Day: Live ops is something we do currently. I think we’re supporting three or four games, at least, in live ops, as far as developing features and expanding the worlds, populating them with all the art assets and so on. We do a lot of live services in our player support business. That’s all part of live support ops. What we haven’t done yet is doing everything, soup to nuts, for live ops. We have quite a lot of demand for that kind of live ops. It’s something we would look to try to provide, always in response to demand from our clients.

GamesBeat: If you have more expansion plans, are you looking to acquire certain kinds of companies out there?

Day: This year our focus is to acquire more game development, work for hire types of studios. We have six of them under our umbrella so far. We can’t hire enough people. We’re looking to build out our marketing services business. We acquired three trailer businesses, marketing services and trailer production businesses. We like that space a lot. We’ll be acquiring more. We’ll continue to invest in our other service lines — our audio business, our QA business. You haven’t seen us make a localization acquisition for a while. There’s a reason for that. We feel we already have a lot of scale in that business. It’s not the most important driver for us.
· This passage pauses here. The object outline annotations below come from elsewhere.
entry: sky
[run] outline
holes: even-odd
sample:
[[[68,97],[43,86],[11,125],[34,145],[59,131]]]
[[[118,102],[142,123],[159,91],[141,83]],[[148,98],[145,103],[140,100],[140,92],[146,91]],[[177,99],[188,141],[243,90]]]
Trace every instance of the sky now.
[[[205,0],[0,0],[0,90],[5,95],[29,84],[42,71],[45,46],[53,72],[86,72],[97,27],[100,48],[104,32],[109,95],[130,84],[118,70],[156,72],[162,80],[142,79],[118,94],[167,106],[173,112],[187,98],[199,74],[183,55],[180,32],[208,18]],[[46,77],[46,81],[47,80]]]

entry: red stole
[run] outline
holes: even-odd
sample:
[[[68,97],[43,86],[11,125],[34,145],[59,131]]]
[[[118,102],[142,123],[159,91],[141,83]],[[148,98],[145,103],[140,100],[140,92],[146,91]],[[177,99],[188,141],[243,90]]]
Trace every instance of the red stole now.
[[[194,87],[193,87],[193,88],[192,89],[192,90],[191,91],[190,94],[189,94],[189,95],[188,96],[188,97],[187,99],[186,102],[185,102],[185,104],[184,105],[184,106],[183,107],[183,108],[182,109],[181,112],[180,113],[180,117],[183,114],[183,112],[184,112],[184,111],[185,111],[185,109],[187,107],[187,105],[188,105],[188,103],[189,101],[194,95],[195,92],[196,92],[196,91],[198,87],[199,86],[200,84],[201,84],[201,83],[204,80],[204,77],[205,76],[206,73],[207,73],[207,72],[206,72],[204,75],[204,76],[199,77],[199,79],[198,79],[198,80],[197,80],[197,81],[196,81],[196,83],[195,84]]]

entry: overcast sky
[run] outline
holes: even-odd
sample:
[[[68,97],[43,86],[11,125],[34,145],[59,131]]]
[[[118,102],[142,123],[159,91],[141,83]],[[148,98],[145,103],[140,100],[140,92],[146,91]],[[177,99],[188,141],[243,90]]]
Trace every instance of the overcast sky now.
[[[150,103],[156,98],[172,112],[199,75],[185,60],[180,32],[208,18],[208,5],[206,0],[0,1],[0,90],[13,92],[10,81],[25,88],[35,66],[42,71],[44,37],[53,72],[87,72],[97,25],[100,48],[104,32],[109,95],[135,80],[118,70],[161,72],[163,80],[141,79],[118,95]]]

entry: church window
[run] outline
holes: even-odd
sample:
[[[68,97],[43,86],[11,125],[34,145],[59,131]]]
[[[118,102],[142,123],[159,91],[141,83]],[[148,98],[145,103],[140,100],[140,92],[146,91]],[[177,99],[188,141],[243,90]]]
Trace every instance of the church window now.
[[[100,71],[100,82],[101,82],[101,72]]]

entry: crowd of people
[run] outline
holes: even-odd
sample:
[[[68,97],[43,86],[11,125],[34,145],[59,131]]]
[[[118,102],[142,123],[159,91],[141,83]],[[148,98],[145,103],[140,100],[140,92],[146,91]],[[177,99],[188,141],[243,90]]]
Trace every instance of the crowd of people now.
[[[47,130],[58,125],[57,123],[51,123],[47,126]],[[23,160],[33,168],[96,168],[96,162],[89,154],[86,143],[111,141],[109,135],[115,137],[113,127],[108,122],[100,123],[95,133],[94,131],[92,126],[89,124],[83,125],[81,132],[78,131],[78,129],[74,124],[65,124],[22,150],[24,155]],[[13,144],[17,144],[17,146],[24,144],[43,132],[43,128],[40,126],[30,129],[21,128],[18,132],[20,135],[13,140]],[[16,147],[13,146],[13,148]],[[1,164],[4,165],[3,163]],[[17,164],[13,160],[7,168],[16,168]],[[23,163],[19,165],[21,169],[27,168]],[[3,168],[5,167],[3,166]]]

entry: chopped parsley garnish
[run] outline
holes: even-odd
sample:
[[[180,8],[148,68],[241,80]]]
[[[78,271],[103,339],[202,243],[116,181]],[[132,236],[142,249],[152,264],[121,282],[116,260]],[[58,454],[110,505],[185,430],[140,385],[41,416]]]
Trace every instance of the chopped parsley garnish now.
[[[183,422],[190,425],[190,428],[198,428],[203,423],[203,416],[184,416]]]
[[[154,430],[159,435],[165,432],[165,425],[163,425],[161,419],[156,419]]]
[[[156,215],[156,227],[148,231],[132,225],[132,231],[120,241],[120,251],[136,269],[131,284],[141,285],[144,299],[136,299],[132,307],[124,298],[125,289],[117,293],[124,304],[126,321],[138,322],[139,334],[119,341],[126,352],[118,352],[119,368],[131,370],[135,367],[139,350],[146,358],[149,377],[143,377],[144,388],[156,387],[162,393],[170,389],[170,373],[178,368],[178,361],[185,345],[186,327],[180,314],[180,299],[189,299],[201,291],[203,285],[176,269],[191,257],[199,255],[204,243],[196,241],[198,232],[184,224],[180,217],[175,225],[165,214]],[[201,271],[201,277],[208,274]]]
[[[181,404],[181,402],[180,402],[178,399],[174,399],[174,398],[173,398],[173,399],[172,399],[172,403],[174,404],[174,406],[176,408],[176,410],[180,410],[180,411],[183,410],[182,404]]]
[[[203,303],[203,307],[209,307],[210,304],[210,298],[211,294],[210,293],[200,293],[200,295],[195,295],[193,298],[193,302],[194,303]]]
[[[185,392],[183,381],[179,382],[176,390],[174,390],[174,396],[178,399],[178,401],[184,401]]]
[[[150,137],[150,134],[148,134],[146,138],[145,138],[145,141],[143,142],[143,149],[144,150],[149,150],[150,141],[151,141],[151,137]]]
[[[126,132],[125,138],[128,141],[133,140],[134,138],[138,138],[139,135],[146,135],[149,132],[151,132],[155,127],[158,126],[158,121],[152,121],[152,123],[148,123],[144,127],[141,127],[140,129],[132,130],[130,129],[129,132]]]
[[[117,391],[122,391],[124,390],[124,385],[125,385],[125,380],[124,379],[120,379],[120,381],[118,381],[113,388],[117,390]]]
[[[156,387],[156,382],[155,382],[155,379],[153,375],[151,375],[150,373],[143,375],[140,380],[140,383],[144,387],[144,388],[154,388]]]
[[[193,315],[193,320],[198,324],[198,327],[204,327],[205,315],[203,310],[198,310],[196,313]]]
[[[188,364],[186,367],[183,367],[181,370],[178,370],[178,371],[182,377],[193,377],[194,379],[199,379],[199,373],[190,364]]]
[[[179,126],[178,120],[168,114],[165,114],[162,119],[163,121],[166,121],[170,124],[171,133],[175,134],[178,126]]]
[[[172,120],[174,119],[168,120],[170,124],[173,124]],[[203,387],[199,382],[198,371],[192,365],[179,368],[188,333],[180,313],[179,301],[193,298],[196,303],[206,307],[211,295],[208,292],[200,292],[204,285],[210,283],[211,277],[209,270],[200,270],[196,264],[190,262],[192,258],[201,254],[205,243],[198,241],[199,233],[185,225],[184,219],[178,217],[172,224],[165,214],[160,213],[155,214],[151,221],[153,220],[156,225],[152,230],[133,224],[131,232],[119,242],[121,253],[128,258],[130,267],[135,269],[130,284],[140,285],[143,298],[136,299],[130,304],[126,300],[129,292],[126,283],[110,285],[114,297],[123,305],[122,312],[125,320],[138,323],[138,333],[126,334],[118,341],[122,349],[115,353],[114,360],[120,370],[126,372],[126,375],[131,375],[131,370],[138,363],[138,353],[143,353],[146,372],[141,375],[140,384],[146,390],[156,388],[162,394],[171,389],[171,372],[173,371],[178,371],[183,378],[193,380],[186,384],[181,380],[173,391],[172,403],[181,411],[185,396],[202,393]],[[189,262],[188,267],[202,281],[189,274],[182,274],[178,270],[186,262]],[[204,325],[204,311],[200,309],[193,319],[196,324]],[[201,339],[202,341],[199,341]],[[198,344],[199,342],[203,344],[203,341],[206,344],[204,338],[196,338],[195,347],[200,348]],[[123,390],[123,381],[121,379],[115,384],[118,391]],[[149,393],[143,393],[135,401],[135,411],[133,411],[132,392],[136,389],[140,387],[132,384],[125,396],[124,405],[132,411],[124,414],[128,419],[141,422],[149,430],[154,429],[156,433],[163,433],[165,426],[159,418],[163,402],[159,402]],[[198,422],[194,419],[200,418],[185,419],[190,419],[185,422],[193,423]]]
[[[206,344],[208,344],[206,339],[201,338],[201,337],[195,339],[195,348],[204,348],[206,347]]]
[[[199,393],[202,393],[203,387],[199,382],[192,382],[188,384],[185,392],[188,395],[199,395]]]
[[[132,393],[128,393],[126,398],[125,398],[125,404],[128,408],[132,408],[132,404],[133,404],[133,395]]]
We have our Keywords Ventures business as well, where we’re prepared and looking to invest in interesting new businesses, mostly with technology that we can bring to the game industry. We’re just starting now, and it looks very interesting. We invested in a company that has an automated test solution for GDPR compliance. You can take any app — including games, obviously — run it against this platform, and it will tell you where it’s likely to be falling short of the regulations.

We’re doing a bit more of that, a bit more on the technology side. We bought a company called GetSocial that has a full social layer for mobile games, a platform. You take a mobile game and plumb it into this social platform. All the social features — the interactions, the invitations to friends, the customer acquisition, the rewarding mechanisms, the push notifications — all of that is part of the platform.

GamesBeat: Have you done any work around blockchain?

Day: No. It’s interesting. Like a lot of people, when blockchain was — you couldn’t have any conversation without talking about blockchain. We imagined all the possible uses for blockchain and what we could do. The truth of the matter is we haven’t done anything. But we’ll keep an eye on it and see where it’s headed.